The first error assigned is founded upon an order of the court striking out from defendant’s answer certain allegations -to the effect that the action is instituted upon the motion and at the request and for the benefit of the Santa Ana and Westminster Railroad Company, a corporation, for the purpose and benefit of said railroad company. Mahoney v. Spring Valley W. Works, 52 Cal. 159, and Dillon on Municipal Corporations, sec. 596 (461), 3d ed., are relied upon in support of the alleged error.

Under the act of March 6, 1889 (Stats. 1889, p. 70), the power to order the opening of streets in municipalities, and the method of its exercise, is conferred upon the city council or legislative department of the municipality. Provision is made whereby those interested and objecting to the improvement and to various of the measures for carrying-it out may be heard and their objections passed upon by the council, and when the several steps provided by the statute have been taken and the resolution and ordinance ordering said work have been regularly adopted, the action of the council is final and conclusive of the necessity of the improvement, and the courts may not adjudicate the question of such necessity in an action or proceeding for condemnation of lauds necessary to the improvement. (See Stats. 1889, sec. 18, p. 75; Tehama Co. v. Bryan, 68 Cal. 57; Butte Co. v. Boydstun [not reported], 11 Pac. Rep. 781; San Francisco v. Kiernan, 98 Cal. 614.)

The question sought to be raised by the portion of defendant’s answer stricken out was one going to the public character of the use and the necessity for its establishment, and as such was properly solvable by the city council.

[541]*541It follows that the court did not err in striking out that portion of the answer. (Pasadena v. Stimson, 91 Cal. 238.)

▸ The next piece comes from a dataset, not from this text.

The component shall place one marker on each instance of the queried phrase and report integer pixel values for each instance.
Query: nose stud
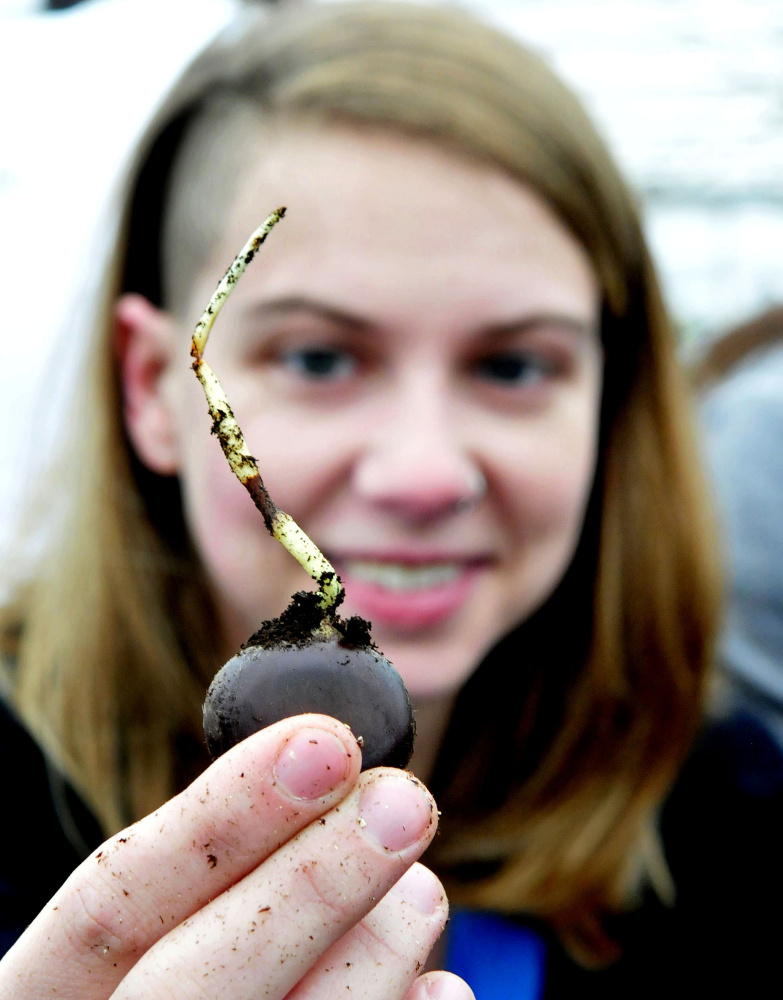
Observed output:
(474, 497)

After the resolution of intention passed by the city council? declaring its intention to open and extend Second Street, and the ordinance or resolution providing for the proposed work were introduced in evidence, and plaintiff had rested its case, defendant offered in evidence all the proceedings and records in the matter of opening Second Street, for the alleged purpose of proving: —

1. That the jurisdictional facts required by section 6' of the act of March 6, 1889, had not been proven and did not exist.

2. That there was no street superintendent j that none was ever appointed; that the person attempted to be appointed was not eligible and did not qualify, and that he was at the time of the attempted appointment and pretended service, a member of the board of trustees of the city of Santa Ana.

3. That no publication of notice was ever made as required by section 3 of said act.

Objection was made to the introduction of the record evidence, and sustained by the court, and the ruling is assigned as error.

The statement fails to show in what the proffered evidence consisted, and in the absence of all information as to the contents or character of the evidence offered, we cannot say whether it was material or pertinent to any issue in the case. Error must be shown, and in the absence of all showing will not be presumed.

The bonds of Humphreys and Head, offered in evidence for the purpose of proving that the obligors were bound to pay the expense of opening the street, were properly excluded, as not within the issues. If they established anything in the case, it was that portion of the answer which had been stricken out. The mere fact that individuals have subscribed money or given a bond to a city to contribute toward the expense of laying out a street will not vitiate the proceedings, or prove that the land was taken for the accommodation of private persons, and not for public uses. (Parks v. Boston, 8 Pick. 218; 19 Am. Dec. 322; Copeland v. Packard, 16 Pick. 217; Stilson v. Board of Commissioners, 52 Ind. 213.)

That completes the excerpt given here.